The consequence is a fabric you must design deliberately, not inherit. A pure inference fleet has no equivalent of this traffic — its weights are static between deployments — so an inference cluster repurposed for RL rollouts will lack the broadcast headroom unless you add it. The disaggregated-RL systems of 2025–2026 treat staleness-bounded weight synchronization as a first-class subsystem precisely because it is the coupling that an otherwise-inference rollout fleet cannot avoid. Size it from the staleness budget and the rollout fan-out, and route it so a weight broadcast does not collide with rollout result traffic. → topology and oversubscription mechanics in Chapter 8.5; the scale-up domain that bounds trainer parallelism in Chapter 8.2.

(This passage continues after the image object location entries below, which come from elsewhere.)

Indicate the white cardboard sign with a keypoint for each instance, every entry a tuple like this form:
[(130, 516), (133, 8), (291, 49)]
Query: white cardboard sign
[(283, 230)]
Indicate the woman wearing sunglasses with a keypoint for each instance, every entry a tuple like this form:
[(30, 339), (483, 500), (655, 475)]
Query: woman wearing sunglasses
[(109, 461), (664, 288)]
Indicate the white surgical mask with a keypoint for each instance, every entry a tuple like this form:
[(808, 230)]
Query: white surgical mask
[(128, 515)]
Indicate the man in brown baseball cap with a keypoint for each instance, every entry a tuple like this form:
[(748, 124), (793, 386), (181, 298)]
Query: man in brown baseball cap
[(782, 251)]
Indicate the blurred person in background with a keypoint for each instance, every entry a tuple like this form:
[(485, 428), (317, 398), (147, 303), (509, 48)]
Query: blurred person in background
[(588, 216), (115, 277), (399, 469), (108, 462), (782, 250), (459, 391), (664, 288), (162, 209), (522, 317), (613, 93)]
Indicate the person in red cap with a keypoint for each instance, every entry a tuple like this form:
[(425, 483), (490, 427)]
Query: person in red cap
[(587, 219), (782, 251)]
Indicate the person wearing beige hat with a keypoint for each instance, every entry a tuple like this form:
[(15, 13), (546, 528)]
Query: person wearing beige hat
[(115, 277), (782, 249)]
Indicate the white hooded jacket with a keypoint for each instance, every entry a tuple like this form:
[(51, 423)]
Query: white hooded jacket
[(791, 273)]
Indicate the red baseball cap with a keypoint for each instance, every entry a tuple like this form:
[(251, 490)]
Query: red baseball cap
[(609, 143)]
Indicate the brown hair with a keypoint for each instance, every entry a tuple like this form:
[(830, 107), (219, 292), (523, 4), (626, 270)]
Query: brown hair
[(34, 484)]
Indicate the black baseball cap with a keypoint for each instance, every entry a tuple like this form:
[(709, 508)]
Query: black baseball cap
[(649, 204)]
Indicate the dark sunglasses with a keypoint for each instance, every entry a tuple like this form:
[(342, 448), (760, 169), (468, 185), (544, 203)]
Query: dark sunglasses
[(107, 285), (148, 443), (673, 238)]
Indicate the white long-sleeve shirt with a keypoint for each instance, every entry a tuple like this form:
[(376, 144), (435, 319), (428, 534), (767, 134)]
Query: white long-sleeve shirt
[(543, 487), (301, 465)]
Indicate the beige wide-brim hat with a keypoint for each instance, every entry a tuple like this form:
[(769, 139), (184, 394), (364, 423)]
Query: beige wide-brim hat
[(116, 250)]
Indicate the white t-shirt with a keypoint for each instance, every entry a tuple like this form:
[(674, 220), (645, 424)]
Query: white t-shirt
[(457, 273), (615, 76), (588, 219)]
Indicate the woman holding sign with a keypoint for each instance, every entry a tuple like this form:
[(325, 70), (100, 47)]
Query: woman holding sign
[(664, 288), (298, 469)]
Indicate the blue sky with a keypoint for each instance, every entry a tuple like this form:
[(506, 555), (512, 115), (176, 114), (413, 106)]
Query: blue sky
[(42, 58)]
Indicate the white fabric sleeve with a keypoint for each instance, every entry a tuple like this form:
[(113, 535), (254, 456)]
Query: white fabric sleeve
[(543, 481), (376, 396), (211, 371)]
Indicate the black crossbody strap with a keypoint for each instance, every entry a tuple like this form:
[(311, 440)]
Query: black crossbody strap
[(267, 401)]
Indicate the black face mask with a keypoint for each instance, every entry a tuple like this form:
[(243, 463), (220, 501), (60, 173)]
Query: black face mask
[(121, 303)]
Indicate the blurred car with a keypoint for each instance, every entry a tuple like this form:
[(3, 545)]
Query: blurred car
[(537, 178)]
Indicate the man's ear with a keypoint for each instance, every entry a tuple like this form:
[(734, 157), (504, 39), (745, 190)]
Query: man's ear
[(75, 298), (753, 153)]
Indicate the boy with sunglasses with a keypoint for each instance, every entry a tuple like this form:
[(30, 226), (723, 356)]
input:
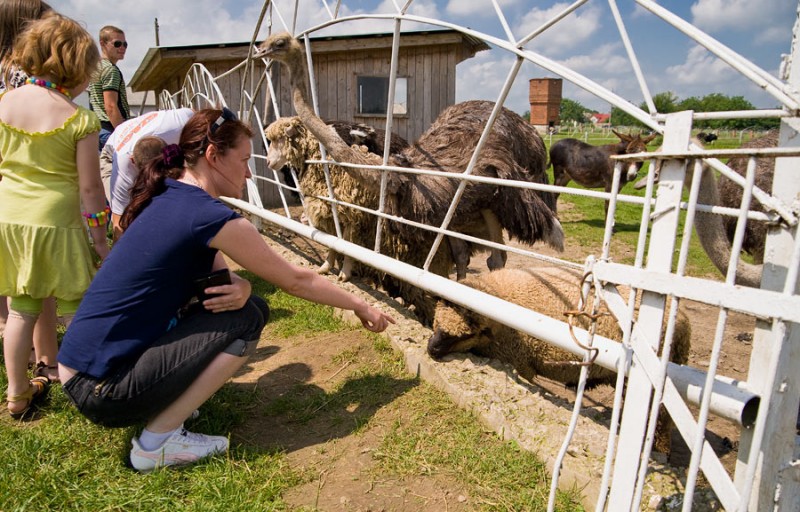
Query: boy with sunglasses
[(107, 95)]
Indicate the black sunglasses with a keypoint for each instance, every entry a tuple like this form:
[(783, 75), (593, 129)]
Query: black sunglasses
[(227, 115)]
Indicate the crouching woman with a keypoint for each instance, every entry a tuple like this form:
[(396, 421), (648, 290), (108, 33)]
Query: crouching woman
[(128, 357)]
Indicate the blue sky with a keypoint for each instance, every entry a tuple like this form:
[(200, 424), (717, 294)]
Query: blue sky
[(587, 41)]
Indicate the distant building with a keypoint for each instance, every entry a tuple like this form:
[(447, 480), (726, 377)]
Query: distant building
[(599, 120)]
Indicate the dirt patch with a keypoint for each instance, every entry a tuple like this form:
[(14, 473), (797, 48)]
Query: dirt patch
[(333, 446)]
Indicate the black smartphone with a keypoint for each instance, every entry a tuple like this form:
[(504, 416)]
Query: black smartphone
[(216, 278)]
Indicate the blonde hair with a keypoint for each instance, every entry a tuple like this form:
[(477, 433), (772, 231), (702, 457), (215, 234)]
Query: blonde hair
[(146, 149), (58, 47), (108, 31)]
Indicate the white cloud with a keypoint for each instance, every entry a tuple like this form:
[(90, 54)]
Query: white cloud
[(568, 33), (700, 68), (764, 20)]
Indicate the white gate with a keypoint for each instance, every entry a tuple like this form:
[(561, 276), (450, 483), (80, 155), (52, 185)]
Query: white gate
[(765, 404)]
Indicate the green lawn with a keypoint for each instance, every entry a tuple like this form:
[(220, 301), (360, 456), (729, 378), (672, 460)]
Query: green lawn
[(61, 461)]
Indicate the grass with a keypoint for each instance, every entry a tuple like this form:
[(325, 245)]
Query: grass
[(62, 461)]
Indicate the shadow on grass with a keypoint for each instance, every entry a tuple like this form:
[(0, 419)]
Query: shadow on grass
[(619, 227), (286, 413)]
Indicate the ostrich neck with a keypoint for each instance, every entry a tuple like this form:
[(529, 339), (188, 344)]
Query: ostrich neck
[(335, 146)]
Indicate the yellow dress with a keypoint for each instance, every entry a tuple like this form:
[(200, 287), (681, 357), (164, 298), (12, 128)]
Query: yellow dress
[(44, 244)]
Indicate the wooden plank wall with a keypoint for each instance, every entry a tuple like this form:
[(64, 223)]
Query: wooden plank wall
[(431, 77)]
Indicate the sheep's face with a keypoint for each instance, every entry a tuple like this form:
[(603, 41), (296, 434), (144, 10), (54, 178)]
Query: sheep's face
[(456, 329)]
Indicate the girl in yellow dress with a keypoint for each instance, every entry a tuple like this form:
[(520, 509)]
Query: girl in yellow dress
[(48, 147)]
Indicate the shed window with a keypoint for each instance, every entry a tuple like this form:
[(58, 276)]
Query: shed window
[(373, 92)]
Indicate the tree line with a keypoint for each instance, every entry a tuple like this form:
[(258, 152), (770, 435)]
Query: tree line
[(572, 112)]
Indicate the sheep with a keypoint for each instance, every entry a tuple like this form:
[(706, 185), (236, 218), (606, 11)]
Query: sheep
[(550, 291)]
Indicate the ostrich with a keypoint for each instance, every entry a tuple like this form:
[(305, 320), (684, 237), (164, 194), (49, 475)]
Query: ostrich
[(715, 232), (591, 166), (513, 151), (291, 145)]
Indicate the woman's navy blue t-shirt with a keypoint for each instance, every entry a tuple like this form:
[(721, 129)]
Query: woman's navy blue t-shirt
[(145, 279)]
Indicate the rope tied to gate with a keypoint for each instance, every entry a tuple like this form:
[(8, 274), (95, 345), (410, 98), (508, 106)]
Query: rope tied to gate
[(589, 312)]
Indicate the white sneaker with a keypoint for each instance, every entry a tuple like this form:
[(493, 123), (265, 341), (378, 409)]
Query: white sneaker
[(183, 447)]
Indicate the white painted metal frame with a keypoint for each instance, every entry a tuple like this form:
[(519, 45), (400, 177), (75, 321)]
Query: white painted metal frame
[(767, 474)]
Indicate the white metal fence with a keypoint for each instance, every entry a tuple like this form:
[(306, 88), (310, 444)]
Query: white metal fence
[(765, 404)]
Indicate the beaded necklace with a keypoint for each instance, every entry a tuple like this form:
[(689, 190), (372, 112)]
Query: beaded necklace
[(48, 85)]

Deep dive: resource heterogeneity as a feature, not a bug
Pre-training prizes homogeneity — every node identical so the slowest straggler is as fast as possible. RL post-training prizes the opposite. Its phases want different silicon: rollout generation is decode, which rewards HBM bandwidth and tolerates older or cheaper inference-class accelerators; the policy update is compute-bound and rewards the densest trainer GPUs; environment simulation and reward scoring are often CPU work that should never touch a GPU at all. The 2026 disaggregated-RL systems lean into this, mapping each pipeline stage to best-fit hardware and even offloading stateless reward computation to serverless CPU infrastructure.

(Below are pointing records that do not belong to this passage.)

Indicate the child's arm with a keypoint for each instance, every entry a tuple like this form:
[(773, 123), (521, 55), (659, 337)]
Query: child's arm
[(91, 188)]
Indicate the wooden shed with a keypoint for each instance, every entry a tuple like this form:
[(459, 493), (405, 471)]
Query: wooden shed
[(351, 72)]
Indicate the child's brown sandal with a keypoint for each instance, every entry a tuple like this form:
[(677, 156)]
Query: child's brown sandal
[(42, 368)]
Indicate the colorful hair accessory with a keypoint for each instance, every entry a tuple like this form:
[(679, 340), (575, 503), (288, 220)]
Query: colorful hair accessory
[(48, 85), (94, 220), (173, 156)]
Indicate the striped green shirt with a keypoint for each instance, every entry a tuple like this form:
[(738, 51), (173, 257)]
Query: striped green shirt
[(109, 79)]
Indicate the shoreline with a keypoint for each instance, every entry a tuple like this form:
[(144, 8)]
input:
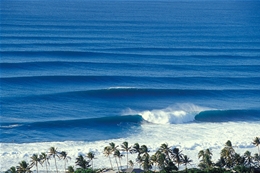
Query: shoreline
[(24, 151)]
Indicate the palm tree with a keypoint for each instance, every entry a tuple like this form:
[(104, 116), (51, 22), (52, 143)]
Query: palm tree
[(164, 148), (146, 162), (11, 170), (107, 151), (256, 142), (248, 159), (23, 167), (162, 159), (113, 147), (228, 154), (81, 162), (205, 162), (45, 158), (53, 153), (70, 169), (35, 160), (118, 155), (91, 156), (154, 161), (131, 163), (257, 160), (186, 161), (144, 149), (126, 148), (177, 156), (136, 149), (65, 157)]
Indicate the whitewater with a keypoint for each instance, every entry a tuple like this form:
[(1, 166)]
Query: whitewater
[(78, 75)]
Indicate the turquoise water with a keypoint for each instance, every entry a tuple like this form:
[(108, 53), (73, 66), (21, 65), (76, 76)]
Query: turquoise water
[(94, 68)]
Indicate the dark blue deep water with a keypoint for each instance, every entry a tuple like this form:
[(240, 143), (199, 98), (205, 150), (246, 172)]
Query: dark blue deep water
[(72, 70)]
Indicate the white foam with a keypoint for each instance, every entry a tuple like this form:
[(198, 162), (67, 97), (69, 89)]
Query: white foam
[(189, 137), (175, 114)]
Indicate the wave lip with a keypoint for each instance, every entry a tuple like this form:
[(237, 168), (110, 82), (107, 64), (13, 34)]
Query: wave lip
[(176, 114)]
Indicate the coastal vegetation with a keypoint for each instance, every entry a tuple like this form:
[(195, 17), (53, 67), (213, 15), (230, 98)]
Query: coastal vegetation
[(165, 160)]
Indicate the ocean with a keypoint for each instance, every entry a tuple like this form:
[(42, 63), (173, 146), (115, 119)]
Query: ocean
[(80, 74)]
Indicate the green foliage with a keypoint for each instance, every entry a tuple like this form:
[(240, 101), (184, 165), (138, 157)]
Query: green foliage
[(80, 170), (165, 160)]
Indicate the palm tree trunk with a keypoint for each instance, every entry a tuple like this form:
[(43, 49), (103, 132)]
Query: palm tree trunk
[(46, 167), (120, 163), (110, 162), (117, 165), (56, 164), (127, 159), (65, 165)]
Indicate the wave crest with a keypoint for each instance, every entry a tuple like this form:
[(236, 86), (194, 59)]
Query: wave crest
[(176, 114)]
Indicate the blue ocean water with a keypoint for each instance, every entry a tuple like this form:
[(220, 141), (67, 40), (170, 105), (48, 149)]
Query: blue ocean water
[(88, 70)]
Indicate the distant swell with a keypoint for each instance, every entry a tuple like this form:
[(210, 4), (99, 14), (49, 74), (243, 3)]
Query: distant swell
[(78, 123), (184, 113)]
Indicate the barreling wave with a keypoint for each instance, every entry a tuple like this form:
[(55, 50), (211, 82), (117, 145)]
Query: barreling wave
[(176, 114), (185, 113)]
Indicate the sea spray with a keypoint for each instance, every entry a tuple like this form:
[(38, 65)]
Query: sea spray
[(174, 114)]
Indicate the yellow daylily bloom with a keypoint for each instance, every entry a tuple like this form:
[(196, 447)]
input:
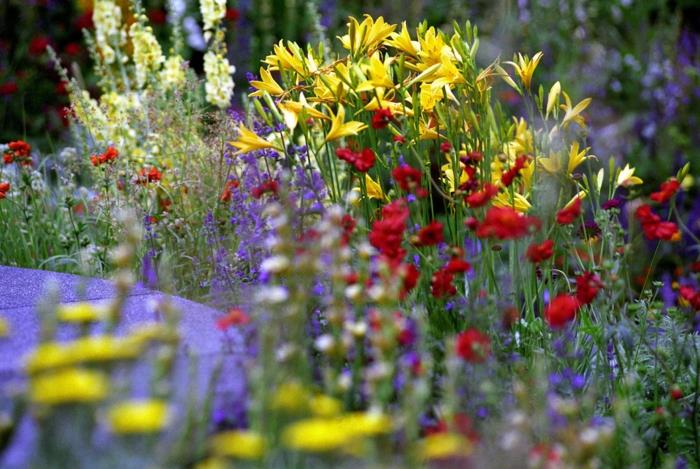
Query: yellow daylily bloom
[(267, 84), (248, 141), (573, 113), (374, 190), (138, 416), (517, 202), (525, 67), (626, 177), (366, 36), (402, 41), (340, 128), (553, 98), (243, 444)]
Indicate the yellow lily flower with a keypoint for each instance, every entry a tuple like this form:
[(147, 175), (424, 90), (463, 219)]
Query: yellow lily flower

This is why RL is a natural home for a mixed fleet — last generation's inference GPUs that are no longer competitive for frontier serving can feed rollouts, while a smaller pool of current trainers does the updates. It is also why the GPU:CPU ratio is rebalancing away from the old training-era ~8:1 toward more CPU per node: agentic RL adds tool execution, retrieval, and sandboxed environment steps that are host-CPU work. An operator scoping RL capacity should plan for a deliberately heterogeneous bill of materials and a host-CPU budget heavier than a pre-training cluster's. → GPU:CPU ratios and system composition in Chapter 7.8; accelerator selection by role in Chapter 7.11.

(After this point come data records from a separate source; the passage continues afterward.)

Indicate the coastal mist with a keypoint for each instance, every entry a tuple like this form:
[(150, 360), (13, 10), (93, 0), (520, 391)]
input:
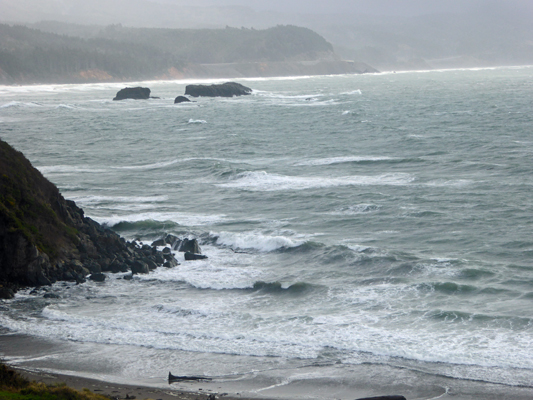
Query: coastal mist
[(363, 232)]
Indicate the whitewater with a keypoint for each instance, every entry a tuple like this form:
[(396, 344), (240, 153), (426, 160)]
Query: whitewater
[(362, 231)]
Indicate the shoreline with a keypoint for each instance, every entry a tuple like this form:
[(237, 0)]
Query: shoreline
[(117, 390), (44, 361)]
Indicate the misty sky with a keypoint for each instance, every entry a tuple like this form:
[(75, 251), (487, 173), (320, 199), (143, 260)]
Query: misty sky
[(377, 7)]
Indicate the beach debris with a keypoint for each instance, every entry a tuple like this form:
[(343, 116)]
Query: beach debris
[(174, 378)]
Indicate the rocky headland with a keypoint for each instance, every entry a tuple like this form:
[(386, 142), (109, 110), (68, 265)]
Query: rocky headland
[(228, 89), (45, 238)]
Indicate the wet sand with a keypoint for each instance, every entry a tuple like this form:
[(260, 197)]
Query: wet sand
[(119, 391)]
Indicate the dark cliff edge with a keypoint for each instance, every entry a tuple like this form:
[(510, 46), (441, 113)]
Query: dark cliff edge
[(45, 238)]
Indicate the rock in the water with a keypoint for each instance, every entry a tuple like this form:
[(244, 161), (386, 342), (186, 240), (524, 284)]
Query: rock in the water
[(45, 238), (159, 242), (187, 245), (137, 93), (193, 256), (138, 267), (98, 277), (181, 99), (228, 89), (6, 293)]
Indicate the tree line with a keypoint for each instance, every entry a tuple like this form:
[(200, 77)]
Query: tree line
[(122, 53)]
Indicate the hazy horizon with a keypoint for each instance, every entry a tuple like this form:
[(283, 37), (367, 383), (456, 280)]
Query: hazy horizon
[(387, 34)]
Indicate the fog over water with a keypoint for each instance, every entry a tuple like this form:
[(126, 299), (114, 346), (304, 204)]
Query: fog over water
[(387, 34)]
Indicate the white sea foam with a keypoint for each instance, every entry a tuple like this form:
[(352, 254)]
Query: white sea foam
[(92, 200), (66, 106), (69, 169), (262, 181), (177, 217), (356, 209), (341, 160), (161, 164), (19, 104), (357, 91), (256, 240)]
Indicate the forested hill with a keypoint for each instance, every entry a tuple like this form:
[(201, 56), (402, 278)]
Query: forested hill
[(119, 54)]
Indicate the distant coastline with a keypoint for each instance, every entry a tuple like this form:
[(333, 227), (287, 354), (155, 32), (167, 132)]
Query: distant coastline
[(121, 54)]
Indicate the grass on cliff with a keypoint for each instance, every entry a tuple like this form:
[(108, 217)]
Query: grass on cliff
[(27, 202), (13, 386)]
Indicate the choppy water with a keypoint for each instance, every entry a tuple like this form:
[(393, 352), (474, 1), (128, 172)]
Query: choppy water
[(355, 226)]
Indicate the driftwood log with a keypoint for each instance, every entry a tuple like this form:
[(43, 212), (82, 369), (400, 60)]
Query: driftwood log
[(174, 378)]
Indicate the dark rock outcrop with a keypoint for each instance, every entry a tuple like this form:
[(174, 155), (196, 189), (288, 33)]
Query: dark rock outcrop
[(228, 89), (187, 245), (98, 277), (45, 238), (194, 256), (181, 99), (137, 93)]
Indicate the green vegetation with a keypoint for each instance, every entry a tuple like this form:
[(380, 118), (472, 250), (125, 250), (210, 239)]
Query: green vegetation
[(118, 53), (26, 199), (15, 387)]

The density-ramp angle: post-training inherits the cliff
Post-training does not escape the density-and-cooling physics of the other archetypes — it inherits a split version of it. The trainer pool, being a dense synchronous cluster in miniature, lands on the same cooling cliff as pre-training: if it runs current-generation accelerators it is over the ~41 kW air ceiling and direct-to-chip liquid is mandatory for that pool. The rollout pool is more forgiving — it is inference, so it can live on high-density air or rear-door heat exchangers depending on the accelerator. The trap is the same one from Chapter 1.1: if you might run training-class trainers, you must plumb that portion of the hall for liquid at scoping time, because crossing the cliff in a retrofit strands capacity. A post-training facility is rarely uniform: it is two thermal zones, and the irreversible substrate (floor loading, water, electrical headroom) must accommodate the denser of the two. → the cooling cliff is engineered in Chapter 5.1 and Chapter 5.4.